Jay Naidoo, a former trade union leader and former MP, says black economic empowerment (BEE) has, in many instances, been hijacked by a “cabal of predatory elite”.
Naidoo was speaking in Johannesburg on Tuesday at the launch of a checklist of 40 questions that seek to verify the credentials of any BEE organisation.
The checklist, which was developed by the Ditikeni Investment Company — a BEE investment holding company — seeks to ensure that BEE fulfils its mandate, and benefits ordinary previously disadvantaged South Africans.
According to Ditikeni, if a company passes the test, it is credibly broad-based.
Preventing individual profiteering
Sahra Ryklief, Ditikeni chairperson, said that “any genuine broad-based organisation should easily score the required 30 out of 40 points”.
“The benefits of BEE should be widely spread, but instead they have been largely privatised,” she said.
BEE, as defined by the Industrial Development Corporation of South Africa, is “the process by which previously disadvantaged South Africans are being empowered through the transfer of ownership, management and financial control of companies; the multi-level transference of skills and the widespread creation of jobs”.
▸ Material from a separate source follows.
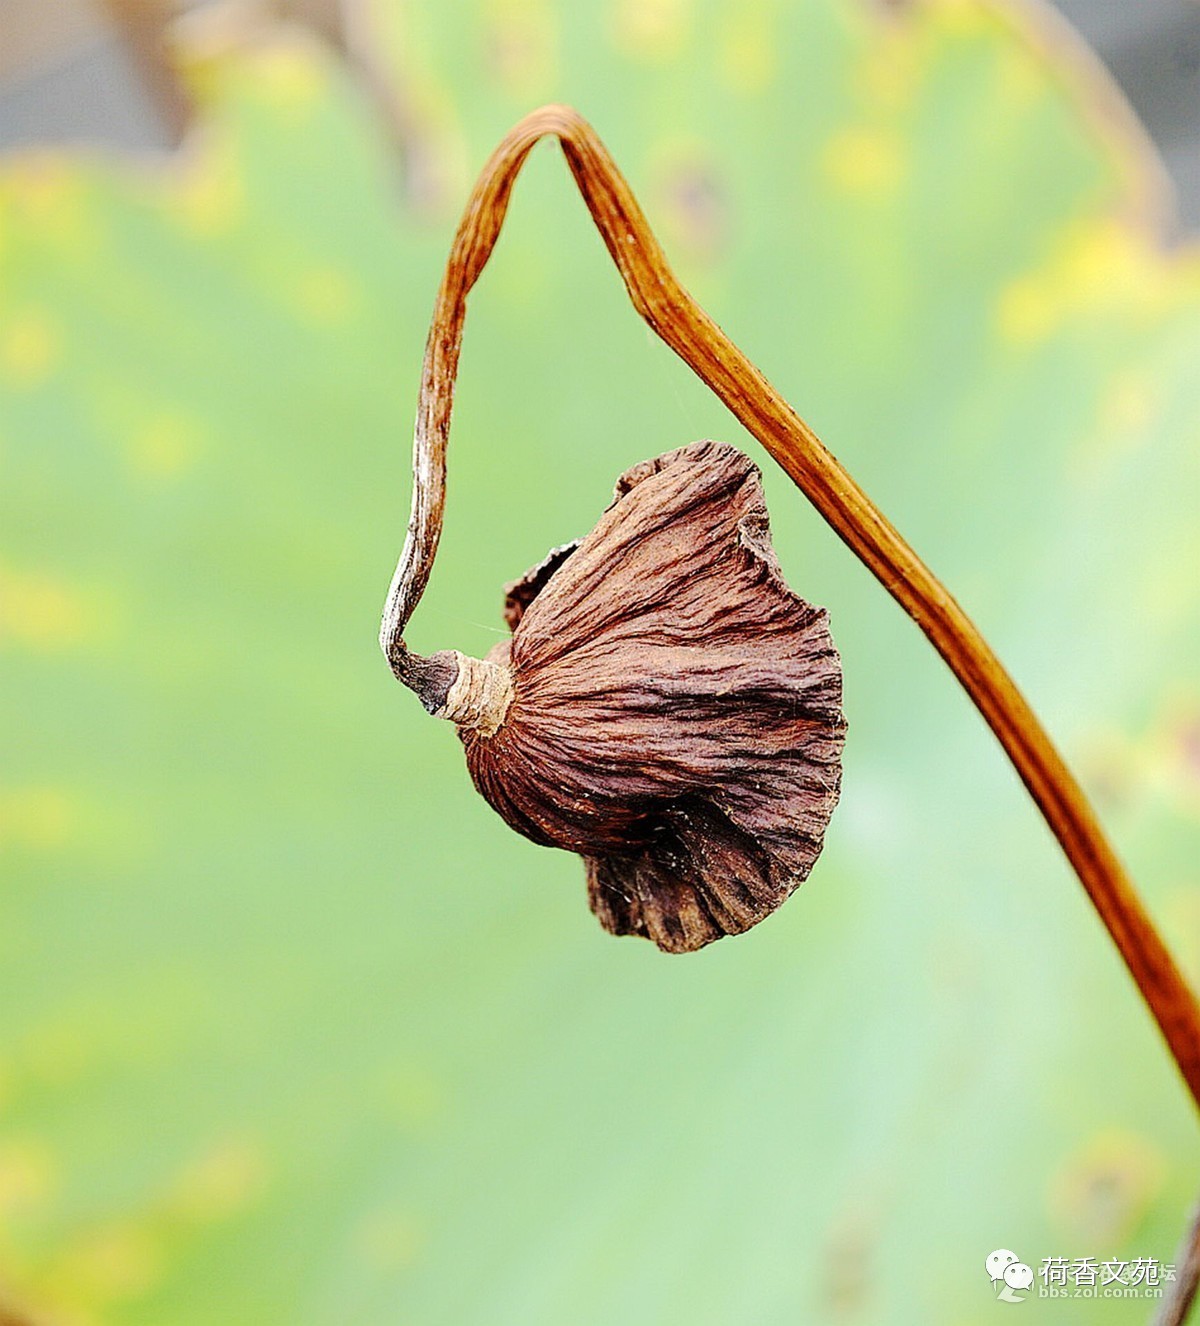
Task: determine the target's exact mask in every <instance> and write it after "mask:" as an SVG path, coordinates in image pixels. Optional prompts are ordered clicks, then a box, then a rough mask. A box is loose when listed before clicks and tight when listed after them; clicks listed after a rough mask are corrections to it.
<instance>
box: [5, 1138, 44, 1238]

“The new checklist will help prevent individual profiteering and promote the broad-based principles upon which the concept of BEE was founded,” said Ryklief.
The checklist would not be introduced through government lobbying but through working with other broad-based companies. “If you can’t win up there, start down here,” she said.
The questions cover, among other things, the nature of the beneficiaries and whether they are sufficient in number to justify the term “broad-based”? Respondents will also have to answer questions on transparency, governance, costs and service delivery.
Unequal nation
Naidoo said the checklist “supplements, but does not replace, the BEE code of good practice”.
Naidoo said in socioeconomic terms, South Africa had become one of the most unequal nations in the world and BEE was partly to blame for this.
“Let me remind you that [BEE] was always meant to be broad-based — and not for the select few, not for that cabal of predatory elite who have, in may instances, hijacked the programme.
“BEE was supposed to bring about inclusion and real transformation. It was supposed to offer something to all, not to a few.
“BEE fell short of its aims. It gave us the BEE-elites — the b’elites,” said Naidoo.
However, he said he still believed BEE could work if linked to goals of a people-centred democracy. In this way it could bring dignity, employment and pride to those who felt left out by the policy all these years, said Naidoo.